Tor-Relay shows unusual traffic and connection issues

DbT · December 7, 2023, 12:23am

Hey there,

I’m new tor and have made my first experiences with operating a tor-nonexit-relay. However, I have noticed some things that made me a bit suspicious. WhenI start the tor relay, it’ll work quite normal for the first few hours. Traffic is normal and nothing special happens. When it runs for a while, it starts to behave a bit weird. The average upload rate is noticably higher than the average download rate - almost 10% more upload. I am not sure what to make with this ovservation. Is this normal? If my relay just “puts traffic through”, download and upload should - at least almost - be the same, right? I was worried if my relay might have been compromised and is used as a server/service.
The next problem occurs only after the relay has been running for a while. The server (vps, Linux, 1GiB RAM, 1 vCore) becomes very unsresponsive. Establishing a ssh connection or starting nyx takes much more time than it should. This is not directly related to traffic. When the relay hasn’t been running for long, performance is good. Additionally a lot of notifications like “nf_conntrack: table full, dropping packet” and “callbacks suppresse” are produced. Tor itself seems to still operate normally in this situation with traffic being normal and flags - like “fast” and “running” - remain unchanged.
What do you think about this? Have I been doing something wrong and what to do about that?

Best
D

Vort · December 7, 2023, 7:09am

There are two possibilities:

Either it is DDoS attack on your relay, like happens since yesterday for my relay.
Or your computer just don’t have enough resources to run relay.

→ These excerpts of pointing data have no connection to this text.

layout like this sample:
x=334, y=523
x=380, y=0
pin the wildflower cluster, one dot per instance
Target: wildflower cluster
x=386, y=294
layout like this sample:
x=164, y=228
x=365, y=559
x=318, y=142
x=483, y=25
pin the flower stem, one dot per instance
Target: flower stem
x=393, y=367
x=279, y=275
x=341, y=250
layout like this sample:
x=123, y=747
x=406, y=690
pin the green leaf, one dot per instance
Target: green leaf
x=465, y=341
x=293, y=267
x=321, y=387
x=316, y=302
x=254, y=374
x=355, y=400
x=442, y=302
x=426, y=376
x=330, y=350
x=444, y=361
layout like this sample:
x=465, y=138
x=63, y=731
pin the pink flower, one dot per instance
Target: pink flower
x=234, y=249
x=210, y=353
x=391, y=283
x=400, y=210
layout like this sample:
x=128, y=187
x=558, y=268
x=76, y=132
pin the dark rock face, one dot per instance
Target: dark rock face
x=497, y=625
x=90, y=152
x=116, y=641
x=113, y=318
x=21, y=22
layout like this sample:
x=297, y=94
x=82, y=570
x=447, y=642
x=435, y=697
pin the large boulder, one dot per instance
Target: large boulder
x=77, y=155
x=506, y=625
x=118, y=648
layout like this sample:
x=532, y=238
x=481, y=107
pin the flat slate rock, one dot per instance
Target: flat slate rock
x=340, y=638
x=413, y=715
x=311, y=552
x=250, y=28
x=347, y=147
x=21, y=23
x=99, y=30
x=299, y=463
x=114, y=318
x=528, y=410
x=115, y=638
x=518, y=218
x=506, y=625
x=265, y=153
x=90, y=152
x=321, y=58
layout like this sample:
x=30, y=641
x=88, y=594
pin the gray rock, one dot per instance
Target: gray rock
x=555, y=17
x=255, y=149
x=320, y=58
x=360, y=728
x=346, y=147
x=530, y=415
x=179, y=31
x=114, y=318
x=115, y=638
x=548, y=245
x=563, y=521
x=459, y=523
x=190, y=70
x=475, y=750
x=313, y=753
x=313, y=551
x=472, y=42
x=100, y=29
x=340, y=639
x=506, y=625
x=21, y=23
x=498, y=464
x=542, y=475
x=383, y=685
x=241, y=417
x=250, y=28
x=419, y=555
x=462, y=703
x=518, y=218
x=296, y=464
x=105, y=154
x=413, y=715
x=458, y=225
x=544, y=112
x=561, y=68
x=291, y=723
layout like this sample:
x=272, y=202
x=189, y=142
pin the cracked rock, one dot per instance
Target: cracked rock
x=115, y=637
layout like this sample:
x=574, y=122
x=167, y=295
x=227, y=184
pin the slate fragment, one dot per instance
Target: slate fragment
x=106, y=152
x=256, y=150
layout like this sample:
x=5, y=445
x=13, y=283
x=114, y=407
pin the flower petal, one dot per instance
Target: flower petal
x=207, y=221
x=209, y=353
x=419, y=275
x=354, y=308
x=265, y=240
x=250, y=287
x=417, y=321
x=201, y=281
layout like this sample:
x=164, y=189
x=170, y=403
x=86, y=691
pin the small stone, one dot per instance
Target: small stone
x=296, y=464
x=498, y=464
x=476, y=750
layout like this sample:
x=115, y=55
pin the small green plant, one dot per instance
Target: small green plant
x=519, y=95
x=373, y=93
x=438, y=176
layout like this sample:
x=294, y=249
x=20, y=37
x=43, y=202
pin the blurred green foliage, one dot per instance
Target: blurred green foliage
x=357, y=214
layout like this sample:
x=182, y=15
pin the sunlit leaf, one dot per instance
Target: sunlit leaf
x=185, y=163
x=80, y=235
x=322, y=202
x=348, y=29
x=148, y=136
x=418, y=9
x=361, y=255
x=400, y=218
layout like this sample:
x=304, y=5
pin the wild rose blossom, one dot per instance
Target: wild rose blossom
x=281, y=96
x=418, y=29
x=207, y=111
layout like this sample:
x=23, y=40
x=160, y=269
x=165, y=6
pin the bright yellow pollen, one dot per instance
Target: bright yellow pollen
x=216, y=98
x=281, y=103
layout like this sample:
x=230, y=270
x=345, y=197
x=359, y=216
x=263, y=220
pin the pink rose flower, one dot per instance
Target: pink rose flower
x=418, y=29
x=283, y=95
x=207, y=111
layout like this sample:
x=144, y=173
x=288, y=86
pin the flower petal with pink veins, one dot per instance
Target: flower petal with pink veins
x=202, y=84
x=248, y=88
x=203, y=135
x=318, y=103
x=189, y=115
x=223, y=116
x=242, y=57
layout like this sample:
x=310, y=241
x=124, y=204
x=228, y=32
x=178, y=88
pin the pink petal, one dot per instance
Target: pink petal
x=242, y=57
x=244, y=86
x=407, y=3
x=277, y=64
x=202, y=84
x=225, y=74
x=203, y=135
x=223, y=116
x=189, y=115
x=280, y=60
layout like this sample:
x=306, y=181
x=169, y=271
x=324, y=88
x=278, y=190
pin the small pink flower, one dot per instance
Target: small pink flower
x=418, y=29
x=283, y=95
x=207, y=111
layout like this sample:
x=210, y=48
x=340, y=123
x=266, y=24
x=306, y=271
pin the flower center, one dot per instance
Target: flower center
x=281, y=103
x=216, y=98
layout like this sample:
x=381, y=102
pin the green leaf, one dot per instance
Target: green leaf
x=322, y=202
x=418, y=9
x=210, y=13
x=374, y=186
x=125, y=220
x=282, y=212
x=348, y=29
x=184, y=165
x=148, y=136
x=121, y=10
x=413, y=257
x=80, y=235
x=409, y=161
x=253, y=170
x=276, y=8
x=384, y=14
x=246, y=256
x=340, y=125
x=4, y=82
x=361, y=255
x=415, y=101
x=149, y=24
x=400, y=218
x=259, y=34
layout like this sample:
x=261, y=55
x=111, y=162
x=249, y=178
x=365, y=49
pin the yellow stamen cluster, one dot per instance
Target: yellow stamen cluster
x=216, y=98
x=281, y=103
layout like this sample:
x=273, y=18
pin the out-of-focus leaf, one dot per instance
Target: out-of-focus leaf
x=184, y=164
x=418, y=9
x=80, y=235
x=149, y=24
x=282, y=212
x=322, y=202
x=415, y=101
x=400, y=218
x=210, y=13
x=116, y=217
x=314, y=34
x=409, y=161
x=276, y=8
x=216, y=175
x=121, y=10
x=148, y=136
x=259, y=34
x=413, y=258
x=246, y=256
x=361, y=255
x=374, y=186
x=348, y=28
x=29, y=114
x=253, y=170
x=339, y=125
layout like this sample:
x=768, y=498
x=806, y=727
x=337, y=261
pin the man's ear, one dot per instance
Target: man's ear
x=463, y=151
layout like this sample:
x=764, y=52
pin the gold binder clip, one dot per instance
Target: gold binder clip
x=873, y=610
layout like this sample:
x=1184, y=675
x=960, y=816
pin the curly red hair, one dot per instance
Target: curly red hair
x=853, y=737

In my case upload was 500% larger than download. That’s unusual. 10% difference is probably fine.

I suggest you to check how much RAM Tor process consumes. Maybe that’s a reason.

DbT · December 7, 2023, 2:06pm

Thanks for your response. Ram usage has been around 50%, even when performance was bad. Is there a RAM-Usage limit for the tor process or can it use as much as it needs? I was wondering if I can allocate more ram to the process
Are DoS attacks a common thing for tor relays? Is there something I can do about or should I just continue to run the relay?

Vort · December 7, 2023, 3:06pm

It’s complicated.
Theoretically, memory usage is controlled by MaxMemInQueues option in torrc.
It have default value, which depends on total amount of RAM available in system.
However, for my node, especially under DDoS, this option have almost no effect.
But since you said about 50% load, I think RAM amount is not a problem for your relay.

You can also check CPU load. Probably amount of used file descriptors also worth checking. But I’m just guessing. Maybe someone else have better ideas.

Also try pinging your relay when problem starts to appear.

This message may be important, looks like messages from Linux firewall, but I have no idea how it should work. Maybe you can google what it means and how it can be tuned.

Not very common, but also not rare.
Methods of mitigation depends on attack type.
Sometimes it is enough to ban IP addresses of attackers.
Sometimes relay just needs to be updated to latest version with fixes.
Sometimes adding limits like MaxMemInQueues mentioned earlier or NumCPUs or RelayBandwidthRate can help.

DbT · December 29, 2023, 8:23am

Now, after an update of tor, i was able to run the relay for almost a week without noticeable issues. After that the described problems occurred a few times, but its not a constant thing so i think that’s fine. But traffic is quite low, with an average of 1MB/s. However, Nyx was saying “[NOTICE] All current guards excluded by path restriction type 2; using an additonal guard.” I don’t know what to make with this.

sunshinecowboy · January 2, 2024, 9:18pm

Not all single core vps are created equal. Some can handle running a Tor relay, many can’t. This is the reason why your relay in struggling to maintain a 1 MB/s. I’d recommend finding a better vps provider and considering a 2 core option.

capole · January 7, 2024, 12:03am

I may be wrong, but the 1 vCPU and 1GB RAM sounds to me like the free tier of Oracle. I use the free tier as well and used to run my first relay for some time the same way you do and came across the exact same problem with the instance becoming unresponsive. I had a lot of service disruptions over time, it may work fine for a week or become unresponsive several times a day.

If you use the free tier you can limit you account, remove the payment method (just in case) and use ARM computing, they offer 3,000 OCPU hours and something else for free, which is the equivalent to 4 vCPU and 24GB RAM, all of this per month, so you’ll never run into any surprise if you limit yourself to those resources.

Thanks to migrating to ARM, I moved my first relay to this new machine and set up the other 2 without having to deal with any issue. I now host a machine with 2 vCPU and 8GB RAM with these 3 nodes, but I may have to add one more vCPU as with two nodes fully working and the other ramping up, CPU is already at 55-70%.